- Joined
- May 2, 2012
- Messages
- 5,359
- Reaction score
- 1,666
- Location
- Berkshire, UK
- Website
- soundcloud.com
Originally, users were people who used the software; cogs in a vast machine, as it were. Now, with forums and comments on blogs, and "social networking" the emphasis in on participation and interaction, many to many instead of one to many. Those people with thousand of Twitter followers who only follow fifty people are still in the one-to-many frame.
This has been a change in the way sites are run, and viewed, and in part the language (users, members, friends, followers) is a deliberate effort to encourage people to think about communities and peers, rather than customers and clients.
I recently joined Twitter, and following just eighty or so people I find the update feed is so clogged with rubbish it's hard to get to the good stuff.
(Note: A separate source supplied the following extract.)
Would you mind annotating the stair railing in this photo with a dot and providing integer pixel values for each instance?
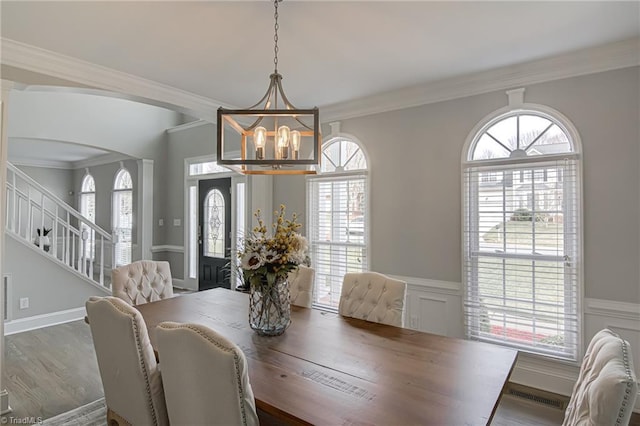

I have about thirty followers, of who I know about ten - the other twenty are complete randoms who have probably latched onto my self-description as a writer and my use of the #amwriting hashtag.
I've not followed these people back because I don't know who they are, and, without meaning to be rude, I couldn't give a **** what some random person I've never met has to say about anything (and I would fully expect them to say the same about me and my opinions!). I'm interested in what authors have to say because I have an idea who they are; likewise, I'm an F1 fan so I follow various drivers and journalists. There are some people from AW who I follow because I've interacted with them and I at least have some idea who they are. That's about it for people I wouldn't consider friends.